Online scammers like you and me for two reasons: They know we love the Web, and they know we trust people.
Firefox® Enhancement! Firefox is a great open-source browser recommended by a lot of consumer types—free and fast. They've just released a wicked new version, too—for free. But scammers in Russia and China are trying to sell the new version, and as a bonus, when you pay for what should be free, the scammers download a virus on your computer. Thanks for nothing! So, what do you do? Download Firefox from only one site: www.mozilla.com.
Help! Send money! You get an email from one of your best friends: “I'm stuck in California, and my wallet was stolen! Can you send some money?” Hey, it's your pal, and the email came from their email address. You send the bucks. Scammed! What happened? Scammers broke into your friend's email account, changed the password, and emailed everybody there. What to do? Don't respond without getting independent confirmation. Try calling the friend (using a free VoIP program, of course).
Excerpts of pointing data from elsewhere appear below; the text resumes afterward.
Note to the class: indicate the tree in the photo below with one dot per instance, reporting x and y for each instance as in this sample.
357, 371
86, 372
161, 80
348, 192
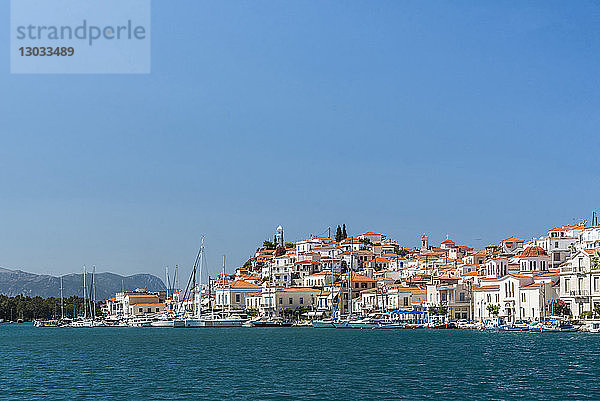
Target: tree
597, 310
365, 241
494, 310
338, 234
439, 310
402, 252
279, 251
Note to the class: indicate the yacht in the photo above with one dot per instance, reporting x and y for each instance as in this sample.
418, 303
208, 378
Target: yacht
324, 324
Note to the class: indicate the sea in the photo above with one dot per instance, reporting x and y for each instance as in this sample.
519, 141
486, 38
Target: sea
123, 363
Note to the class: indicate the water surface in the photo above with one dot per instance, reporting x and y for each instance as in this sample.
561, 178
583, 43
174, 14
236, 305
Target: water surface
294, 363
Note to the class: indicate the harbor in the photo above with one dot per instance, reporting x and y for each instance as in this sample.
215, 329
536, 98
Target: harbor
136, 363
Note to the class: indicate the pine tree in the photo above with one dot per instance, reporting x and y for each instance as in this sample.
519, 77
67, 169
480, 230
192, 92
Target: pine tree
338, 234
Earn money emailing young people! Okay, you're a little tight this month on the money front. And, bingo, you see an online ad for the perfect part-time job: "Be our youth rep in your community! We provide you the lists; you just email them about our products and services!" Oh yeah, to get started you have to buy their "starter" kit. You send the money. Bingo, you're scammed. What's the giveaway? Stay away from moneymaking pitches that require you to front your own money.
iPhones, only $100! You see, this guy in Nigeria was able to get the government's surplus supply, and he wants to sell you one. Just wire the money! To Nigeria! Who's dumb enough to fall for that? Thousands of people, especially college students. What to do: Hey, if you'd fall for that, you nearly deserve to be scammed! But here's the giveaway: Never wire money to strangers.
Enough said? Don't be a fool. Think before you act online.